L'Explication Prémisse
L'article dit simplement que lorsqu'un indivisaire (un copropriétaire d'un bien en indivision) est absent ou, à cause de son éloignement, n'est pas en mesure d'exprimer sa volonté, les autres indivisaires peuvent quand même procéder à un partage amiable du bien, mais en respectant les formalités prévues à l'article 116. De la même façon, si un indivisaire est placé sous un régime de protection (mesure prévue pour protéger une personne vulnérable), le partage amiable est possible sous réserve des règles prévues par les titres qui organisent ces régimes de protection : il faut alors respecter les autorisations ou la représentation prévues pour protéger les intérêts de la personne protégée.
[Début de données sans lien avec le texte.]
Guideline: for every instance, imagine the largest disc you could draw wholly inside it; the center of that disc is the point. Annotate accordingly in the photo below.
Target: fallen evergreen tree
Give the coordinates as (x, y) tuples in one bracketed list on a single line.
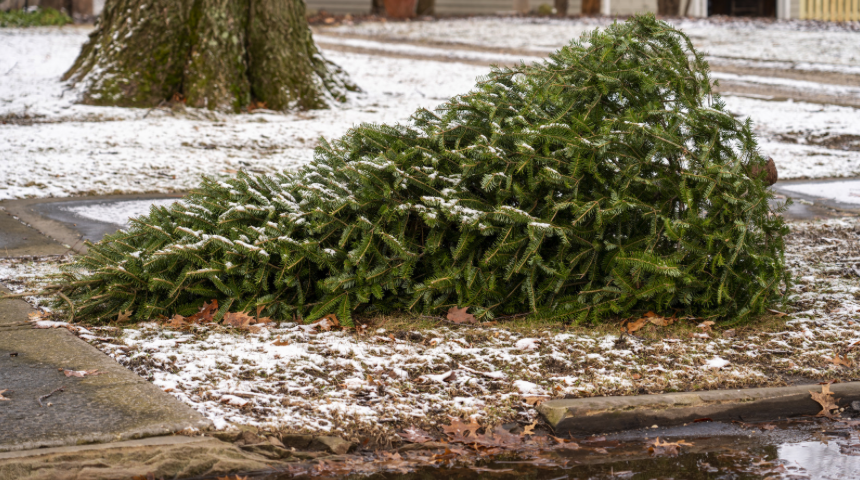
[(607, 181)]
Trois frères héritent d'une maison en indivision. L'un d'eux est parti s'installer à l'étranger et on n'arrive pas à le joindre; un autre d'eux est aujourd'hui sous curatelle. Les deux frères restants veulent partager la maison entre eux. Grâce à l'article 836, ils peuvent conclure un partage amiable, mais devront le faire en respectant les formalités prévues pour les absents (par exemple représentation ou dépôt d'acte selon l'article 116) et obtenir ou fournir les autorisations requises pour la personne sous curatelle (intervention du curateur ou autorisation du juge si nécessaire) afin que le partage soit valable et protège les droits de tous.
- Objet : concerne le partage amiable d'une indivision lorsque l'un des indivisaires ne peut manifester sa volonté.
- Absence ou éloignement : s'applique si un indivisaire est présumé absent ou hors d'état d'exprimer sa volonté du fait de son éloignement.
- Référence à l'article 116 : le partage amiable dans ce cas n'est pas libre ; il doit respecter les formalités et garanties prévues par l'article 116 (modes de représentation, publicité, homologation, etc.).
- Régimes de protection : si un indivisaire est placé sous une mesure de protection (sauvegarde de justice, curatelle, tutelle ou autre régime prévu par les titres correspondants), le partage amiable n'est possible qu'en respectant les règles de ces régimes.
- Protection des intérêts : l'objectif est d'éviter que l'absent ou la personne protégée ne subisse un préjudice ; les formalités visent à assurer représentation, accord ou autorisation judiciaire si nécessaire.
- Validité du partage : si les formalités prévues ne sont pas respectées, le partage amiable peut être attaqué et éventuellement annulé en protection de l'indivisaire absent ou protégé.
- Recours possibles : lorsque les conditions amiables sont impossibles ou contestées, les coïndivisaires peuvent saisir le juge pour obtenir un partage judiciaire.